Lima Weslley, Silva Victor, Silva Jasson, Lira Ricardo, Paiva Anselmo
Federal University of Piauí. Campus Universitário Ministro Petrônio Portella. Teresina, Piauí, Brazil.
Federal University of Maranhão. Av. dos Portugueses, 1966 São Luís, Maranhão, Brazil.
Data Brief. 2024 Dec 9;58:111202. doi: 10.1016/j.dib.2024.111202. eCollection 2025 Feb.
Digital transformation has significantly impacted public procurement, improving operational efficiency, transparency, and competition. This transformation has allowed the automation of data analysis and oversight in public administration. Public procurement involves various stages and generates a multitude of documents. However, experts manually analyze these unstructured textual documents, which are time-consuming and inefficient. To address this issue, we introduce BidCorpus, a novel and comprehensive dataset consisting of thousands of documents related to public procurement, specifically bidding notices from Brazilian public websites. The dataset was labeled using weak supervision techniques, manual labeling, and BERT-based language models. Models trained with these annotated data showed promising results, with metrics greater than 80 % in various experiments. The models could also tolerate intentional changes made to bidding notices to evade fraud detection. All the resources from this work are publicly available, including the documents, pre-processing scripts, and training and evaluation of the models. We expect the dataset and its labels to be of great value to researchers working on public procurement problems.
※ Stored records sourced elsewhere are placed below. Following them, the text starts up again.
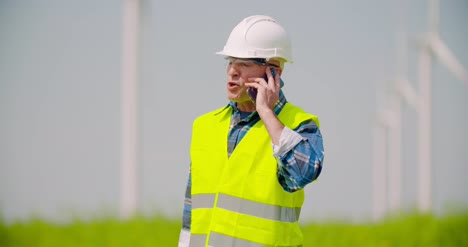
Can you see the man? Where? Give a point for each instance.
(251, 159)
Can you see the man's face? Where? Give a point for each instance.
(238, 72)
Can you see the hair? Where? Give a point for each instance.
(280, 61)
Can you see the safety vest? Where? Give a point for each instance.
(237, 201)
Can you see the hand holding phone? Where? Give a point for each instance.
(252, 92)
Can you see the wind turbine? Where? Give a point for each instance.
(129, 157)
(388, 124)
(431, 46)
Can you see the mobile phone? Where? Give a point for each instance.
(252, 92)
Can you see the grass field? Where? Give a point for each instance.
(408, 230)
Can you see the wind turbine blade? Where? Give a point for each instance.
(446, 56)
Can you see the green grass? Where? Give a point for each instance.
(408, 230)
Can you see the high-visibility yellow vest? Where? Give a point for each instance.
(237, 200)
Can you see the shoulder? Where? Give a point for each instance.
(213, 114)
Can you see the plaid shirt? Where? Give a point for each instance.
(296, 168)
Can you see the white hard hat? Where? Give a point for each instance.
(258, 36)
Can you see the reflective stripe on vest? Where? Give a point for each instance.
(220, 240)
(239, 205)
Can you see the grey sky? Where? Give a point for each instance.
(60, 99)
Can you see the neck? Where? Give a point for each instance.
(248, 106)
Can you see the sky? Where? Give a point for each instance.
(60, 99)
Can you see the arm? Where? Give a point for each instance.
(300, 155)
(184, 237)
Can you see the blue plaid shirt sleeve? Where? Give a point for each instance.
(303, 163)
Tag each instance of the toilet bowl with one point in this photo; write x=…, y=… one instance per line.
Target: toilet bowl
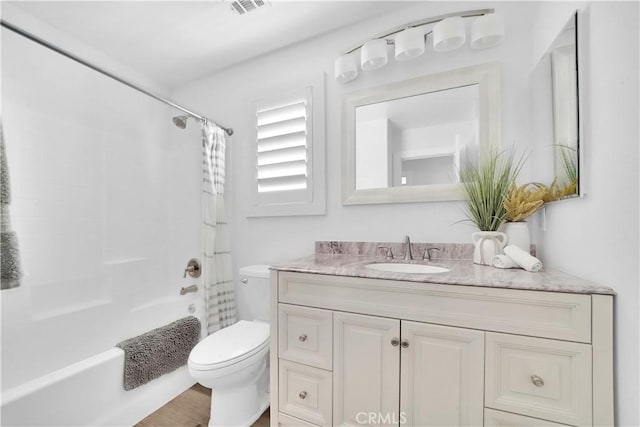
x=233, y=362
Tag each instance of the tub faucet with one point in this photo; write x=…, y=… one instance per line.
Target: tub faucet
x=407, y=249
x=188, y=289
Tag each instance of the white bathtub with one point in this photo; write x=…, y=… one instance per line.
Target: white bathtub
x=89, y=393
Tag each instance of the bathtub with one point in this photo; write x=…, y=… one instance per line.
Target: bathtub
x=90, y=392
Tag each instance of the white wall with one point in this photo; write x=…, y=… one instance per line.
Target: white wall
x=584, y=237
x=105, y=204
x=372, y=154
x=596, y=237
x=227, y=95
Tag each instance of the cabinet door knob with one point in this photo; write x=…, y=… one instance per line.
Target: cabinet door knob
x=537, y=381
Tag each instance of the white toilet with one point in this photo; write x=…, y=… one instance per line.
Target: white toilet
x=233, y=361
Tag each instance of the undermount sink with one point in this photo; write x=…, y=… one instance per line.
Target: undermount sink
x=407, y=268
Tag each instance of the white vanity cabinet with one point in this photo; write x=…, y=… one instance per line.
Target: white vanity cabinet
x=351, y=351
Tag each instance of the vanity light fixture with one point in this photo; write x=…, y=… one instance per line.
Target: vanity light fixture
x=487, y=31
x=373, y=54
x=448, y=33
x=346, y=68
x=409, y=43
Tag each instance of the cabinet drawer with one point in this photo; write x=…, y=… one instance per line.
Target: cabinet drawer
x=305, y=335
x=287, y=421
x=553, y=315
x=305, y=392
x=505, y=419
x=538, y=377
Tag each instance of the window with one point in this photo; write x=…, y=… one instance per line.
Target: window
x=289, y=165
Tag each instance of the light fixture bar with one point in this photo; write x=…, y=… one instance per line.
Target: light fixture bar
x=420, y=23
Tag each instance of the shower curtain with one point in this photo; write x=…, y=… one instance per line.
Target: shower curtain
x=220, y=304
x=10, y=270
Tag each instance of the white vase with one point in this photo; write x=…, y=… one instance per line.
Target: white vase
x=518, y=235
x=486, y=245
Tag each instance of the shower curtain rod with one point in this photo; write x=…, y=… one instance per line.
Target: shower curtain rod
x=73, y=57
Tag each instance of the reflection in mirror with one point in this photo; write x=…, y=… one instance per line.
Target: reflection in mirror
x=418, y=140
x=555, y=97
x=407, y=141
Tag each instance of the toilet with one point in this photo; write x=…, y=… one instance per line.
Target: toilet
x=233, y=361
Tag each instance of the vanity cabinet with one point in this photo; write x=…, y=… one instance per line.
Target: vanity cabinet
x=352, y=351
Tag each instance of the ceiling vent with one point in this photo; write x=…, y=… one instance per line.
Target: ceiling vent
x=243, y=6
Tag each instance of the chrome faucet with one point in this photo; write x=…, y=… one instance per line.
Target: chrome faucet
x=407, y=249
x=188, y=289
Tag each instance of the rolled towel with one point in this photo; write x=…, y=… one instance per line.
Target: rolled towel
x=522, y=258
x=504, y=261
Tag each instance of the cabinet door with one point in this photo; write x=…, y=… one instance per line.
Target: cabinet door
x=442, y=375
x=365, y=370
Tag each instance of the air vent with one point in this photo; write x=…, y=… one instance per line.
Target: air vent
x=243, y=6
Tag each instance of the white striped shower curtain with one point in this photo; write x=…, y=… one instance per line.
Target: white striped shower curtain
x=217, y=275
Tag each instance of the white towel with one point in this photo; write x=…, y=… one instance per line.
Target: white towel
x=504, y=261
x=522, y=258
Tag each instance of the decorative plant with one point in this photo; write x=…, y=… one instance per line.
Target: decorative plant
x=487, y=187
x=557, y=192
x=523, y=201
x=569, y=157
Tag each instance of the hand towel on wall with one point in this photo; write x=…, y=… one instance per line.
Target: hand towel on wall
x=10, y=268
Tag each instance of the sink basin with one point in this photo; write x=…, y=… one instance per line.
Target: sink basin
x=407, y=268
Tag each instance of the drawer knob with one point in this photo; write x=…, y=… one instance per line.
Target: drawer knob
x=537, y=381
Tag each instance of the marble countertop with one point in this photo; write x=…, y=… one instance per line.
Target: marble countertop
x=463, y=272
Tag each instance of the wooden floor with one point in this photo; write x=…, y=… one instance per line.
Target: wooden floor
x=189, y=409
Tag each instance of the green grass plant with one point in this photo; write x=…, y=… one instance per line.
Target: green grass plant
x=486, y=187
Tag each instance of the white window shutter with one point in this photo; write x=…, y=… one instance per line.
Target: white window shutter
x=289, y=162
x=283, y=158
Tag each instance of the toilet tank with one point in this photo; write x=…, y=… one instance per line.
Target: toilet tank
x=252, y=293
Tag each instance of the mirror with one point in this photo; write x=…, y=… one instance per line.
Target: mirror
x=407, y=141
x=555, y=93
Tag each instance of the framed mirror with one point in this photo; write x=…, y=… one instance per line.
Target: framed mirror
x=407, y=141
x=556, y=98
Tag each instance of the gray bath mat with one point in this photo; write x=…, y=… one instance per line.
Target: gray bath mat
x=158, y=351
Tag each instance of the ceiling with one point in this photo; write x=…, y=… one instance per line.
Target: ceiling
x=175, y=42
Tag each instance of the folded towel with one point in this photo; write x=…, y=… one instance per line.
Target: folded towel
x=10, y=271
x=10, y=267
x=158, y=351
x=504, y=261
x=522, y=258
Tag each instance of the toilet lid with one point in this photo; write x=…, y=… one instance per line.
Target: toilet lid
x=230, y=345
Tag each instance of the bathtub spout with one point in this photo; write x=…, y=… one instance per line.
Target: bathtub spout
x=192, y=288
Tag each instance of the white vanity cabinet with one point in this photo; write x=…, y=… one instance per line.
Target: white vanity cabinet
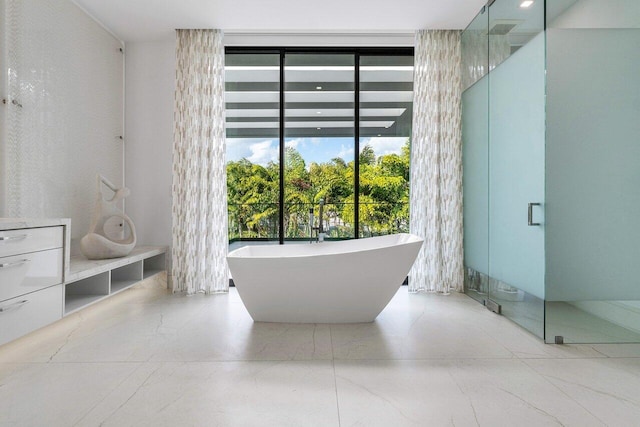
x=31, y=277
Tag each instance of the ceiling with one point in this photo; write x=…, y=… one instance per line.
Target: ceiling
x=149, y=20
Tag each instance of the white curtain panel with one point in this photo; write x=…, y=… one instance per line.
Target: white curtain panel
x=199, y=177
x=436, y=163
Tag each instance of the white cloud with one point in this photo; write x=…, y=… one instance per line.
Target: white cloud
x=293, y=143
x=346, y=153
x=385, y=145
x=263, y=152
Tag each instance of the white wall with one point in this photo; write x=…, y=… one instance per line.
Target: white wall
x=63, y=77
x=600, y=14
x=150, y=76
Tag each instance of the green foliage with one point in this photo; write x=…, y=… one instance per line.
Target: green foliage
x=384, y=195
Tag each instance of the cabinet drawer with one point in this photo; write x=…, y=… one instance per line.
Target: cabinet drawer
x=21, y=274
x=24, y=314
x=15, y=242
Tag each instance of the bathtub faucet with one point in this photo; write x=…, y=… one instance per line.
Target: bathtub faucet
x=320, y=234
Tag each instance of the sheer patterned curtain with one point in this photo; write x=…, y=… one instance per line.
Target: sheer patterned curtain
x=436, y=163
x=199, y=177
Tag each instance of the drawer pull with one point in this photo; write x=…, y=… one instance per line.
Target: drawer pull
x=16, y=237
x=14, y=306
x=14, y=264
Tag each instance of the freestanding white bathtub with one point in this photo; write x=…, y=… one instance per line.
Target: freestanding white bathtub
x=331, y=282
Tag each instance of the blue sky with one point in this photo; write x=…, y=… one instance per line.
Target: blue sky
x=262, y=150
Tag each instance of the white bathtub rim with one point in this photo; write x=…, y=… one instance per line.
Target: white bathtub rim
x=325, y=246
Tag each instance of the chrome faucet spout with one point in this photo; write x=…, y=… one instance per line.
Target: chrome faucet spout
x=321, y=222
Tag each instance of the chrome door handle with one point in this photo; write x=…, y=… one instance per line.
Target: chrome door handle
x=16, y=237
x=530, y=214
x=14, y=264
x=14, y=306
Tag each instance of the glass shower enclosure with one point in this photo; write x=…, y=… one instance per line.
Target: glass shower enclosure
x=551, y=101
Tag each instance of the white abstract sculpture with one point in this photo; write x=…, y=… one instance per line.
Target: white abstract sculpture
x=100, y=243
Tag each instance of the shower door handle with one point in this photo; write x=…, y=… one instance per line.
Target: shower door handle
x=530, y=214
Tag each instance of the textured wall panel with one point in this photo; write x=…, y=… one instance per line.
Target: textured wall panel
x=436, y=163
x=66, y=72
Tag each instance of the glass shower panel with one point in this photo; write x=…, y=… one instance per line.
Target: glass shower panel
x=516, y=162
x=593, y=78
x=475, y=156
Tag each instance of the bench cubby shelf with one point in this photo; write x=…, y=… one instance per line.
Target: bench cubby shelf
x=90, y=281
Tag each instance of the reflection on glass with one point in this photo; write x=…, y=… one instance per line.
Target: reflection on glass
x=319, y=144
x=252, y=110
x=474, y=45
x=386, y=100
x=511, y=26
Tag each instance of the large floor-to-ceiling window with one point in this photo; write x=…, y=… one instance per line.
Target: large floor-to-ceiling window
x=311, y=126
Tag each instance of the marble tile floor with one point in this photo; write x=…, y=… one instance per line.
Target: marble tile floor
x=148, y=358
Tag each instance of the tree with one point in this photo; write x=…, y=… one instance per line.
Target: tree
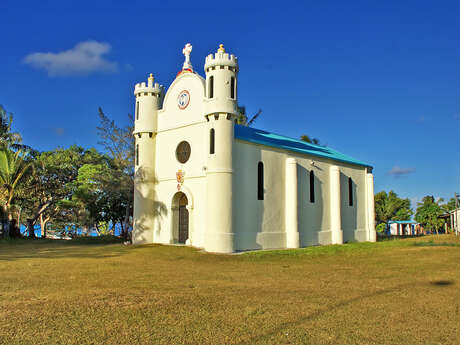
x=428, y=212
x=450, y=205
x=12, y=169
x=50, y=183
x=119, y=143
x=391, y=207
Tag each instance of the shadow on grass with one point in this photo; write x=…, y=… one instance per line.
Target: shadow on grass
x=317, y=314
x=42, y=248
x=442, y=282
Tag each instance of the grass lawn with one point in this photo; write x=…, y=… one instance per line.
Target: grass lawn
x=90, y=292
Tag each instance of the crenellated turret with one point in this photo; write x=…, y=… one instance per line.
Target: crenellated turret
x=221, y=83
x=220, y=111
x=148, y=101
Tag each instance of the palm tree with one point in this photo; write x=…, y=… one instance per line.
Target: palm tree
x=12, y=169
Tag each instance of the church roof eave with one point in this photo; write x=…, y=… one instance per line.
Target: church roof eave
x=262, y=137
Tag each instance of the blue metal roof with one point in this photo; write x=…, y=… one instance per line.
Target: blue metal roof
x=259, y=136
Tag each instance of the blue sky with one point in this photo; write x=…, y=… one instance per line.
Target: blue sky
x=377, y=81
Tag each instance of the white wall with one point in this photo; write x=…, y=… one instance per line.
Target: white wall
x=260, y=223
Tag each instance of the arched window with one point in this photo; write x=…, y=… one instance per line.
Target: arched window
x=211, y=87
x=260, y=181
x=312, y=186
x=211, y=141
x=350, y=191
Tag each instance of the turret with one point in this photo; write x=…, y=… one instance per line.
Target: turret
x=148, y=98
x=221, y=83
x=220, y=112
x=147, y=103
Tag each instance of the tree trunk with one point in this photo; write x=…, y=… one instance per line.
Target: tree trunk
x=126, y=221
x=43, y=222
x=30, y=227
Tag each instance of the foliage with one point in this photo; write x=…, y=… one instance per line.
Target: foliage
x=391, y=207
x=380, y=227
x=451, y=205
x=13, y=167
x=117, y=181
x=52, y=184
x=428, y=212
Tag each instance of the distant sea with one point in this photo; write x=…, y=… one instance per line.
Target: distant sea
x=38, y=231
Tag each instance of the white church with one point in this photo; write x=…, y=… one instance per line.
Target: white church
x=205, y=181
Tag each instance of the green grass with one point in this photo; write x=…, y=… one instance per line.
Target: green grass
x=94, y=291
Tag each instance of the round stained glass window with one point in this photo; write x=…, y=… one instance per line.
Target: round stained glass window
x=183, y=152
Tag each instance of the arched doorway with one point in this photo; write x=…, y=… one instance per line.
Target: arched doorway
x=183, y=219
x=180, y=218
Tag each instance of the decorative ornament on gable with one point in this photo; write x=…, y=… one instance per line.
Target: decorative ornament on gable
x=180, y=178
x=187, y=64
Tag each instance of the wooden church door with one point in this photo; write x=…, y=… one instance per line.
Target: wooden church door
x=183, y=219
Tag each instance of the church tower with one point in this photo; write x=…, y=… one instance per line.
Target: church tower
x=148, y=98
x=220, y=110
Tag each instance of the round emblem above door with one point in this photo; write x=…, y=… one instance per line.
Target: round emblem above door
x=183, y=152
x=183, y=99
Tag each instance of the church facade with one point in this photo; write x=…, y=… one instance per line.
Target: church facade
x=205, y=181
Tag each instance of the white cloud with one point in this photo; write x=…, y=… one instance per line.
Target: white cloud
x=86, y=57
x=397, y=171
x=59, y=131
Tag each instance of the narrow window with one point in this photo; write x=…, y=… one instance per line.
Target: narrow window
x=211, y=87
x=312, y=186
x=211, y=141
x=260, y=181
x=350, y=191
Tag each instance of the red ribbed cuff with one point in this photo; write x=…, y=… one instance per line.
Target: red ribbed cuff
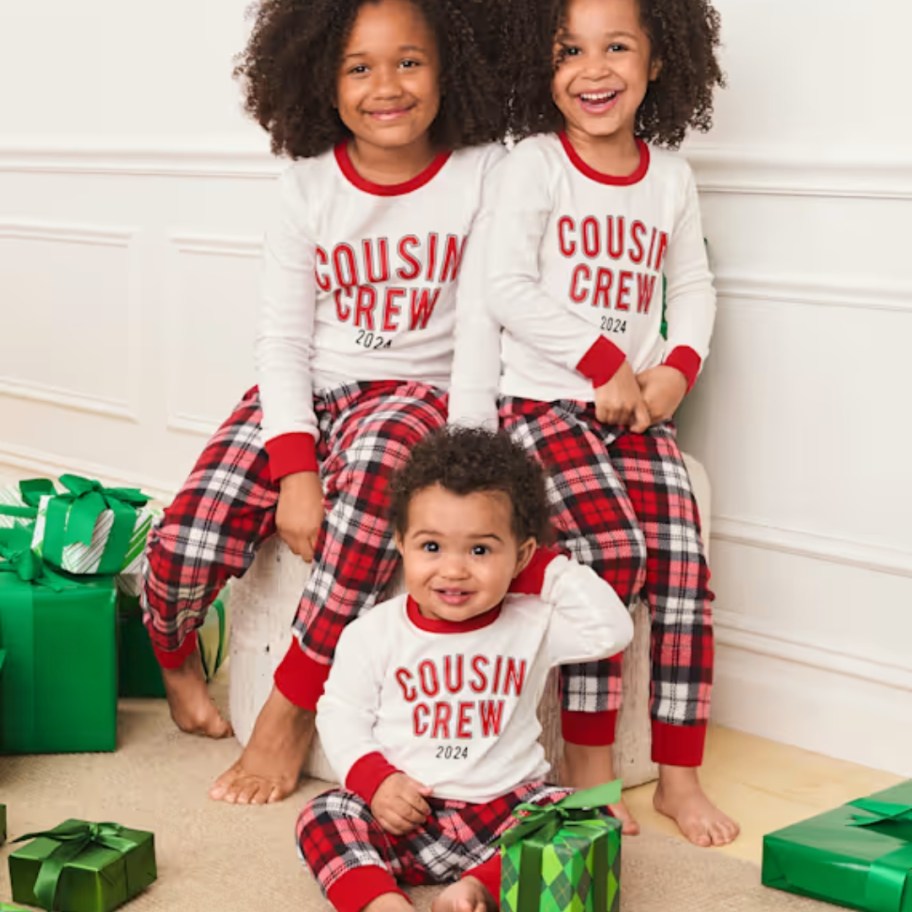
x=175, y=658
x=684, y=359
x=300, y=678
x=601, y=362
x=489, y=875
x=531, y=579
x=368, y=774
x=589, y=729
x=291, y=453
x=678, y=745
x=358, y=887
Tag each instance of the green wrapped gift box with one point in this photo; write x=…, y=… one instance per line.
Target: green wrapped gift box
x=59, y=690
x=858, y=855
x=564, y=857
x=82, y=867
x=139, y=671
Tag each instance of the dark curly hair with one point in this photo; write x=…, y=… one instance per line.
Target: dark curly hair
x=468, y=461
x=289, y=70
x=684, y=35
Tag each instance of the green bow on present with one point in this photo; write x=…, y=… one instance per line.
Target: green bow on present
x=73, y=515
x=579, y=814
x=889, y=876
x=74, y=839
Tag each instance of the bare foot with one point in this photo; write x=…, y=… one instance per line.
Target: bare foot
x=270, y=765
x=188, y=699
x=466, y=895
x=680, y=796
x=586, y=766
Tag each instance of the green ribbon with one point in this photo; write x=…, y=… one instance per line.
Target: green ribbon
x=539, y=825
x=72, y=516
x=74, y=839
x=888, y=878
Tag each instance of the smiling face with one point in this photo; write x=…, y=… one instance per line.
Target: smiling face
x=603, y=67
x=388, y=90
x=459, y=552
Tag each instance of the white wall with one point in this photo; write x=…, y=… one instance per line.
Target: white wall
x=132, y=197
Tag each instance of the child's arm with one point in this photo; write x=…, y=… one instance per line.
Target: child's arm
x=346, y=716
x=475, y=379
x=284, y=347
x=588, y=621
x=690, y=310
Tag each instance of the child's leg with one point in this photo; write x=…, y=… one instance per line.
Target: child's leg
x=596, y=523
x=677, y=588
x=208, y=534
x=374, y=428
数字转型对公共采购产生了重大影响,提高了运营效率、透明度和竞争力。这种转型使得公共行政中的数据分析和监督实现了自动化。公共采购涉及多个阶段,并产生大量文件。然而,专家们需要手动分析这些非结构化文本文件,这既耗时又低效。为了解决这个问题,我们引入了BidCorpus,这是一个新颖且全面的数据集,由数千份与公共采购相关的文件组成,特别是来自巴西公共网站的招标公告。该数据集使用弱监督技术、人工标注和基于BERT的语言模型进行标注。用这些标注数据训练的模型显示出了有前景的结果,在各种实验中指标超过80%。这些模型还能够容忍对招标公告进行的故意更改,以逃避欺诈检测。这项工作的所有资源都是公开可用的,包括文件、预处理脚本以及模型的训练和评估。我们期望该数据集及其标签对研究公共采购问题的研究人员具有巨大价值。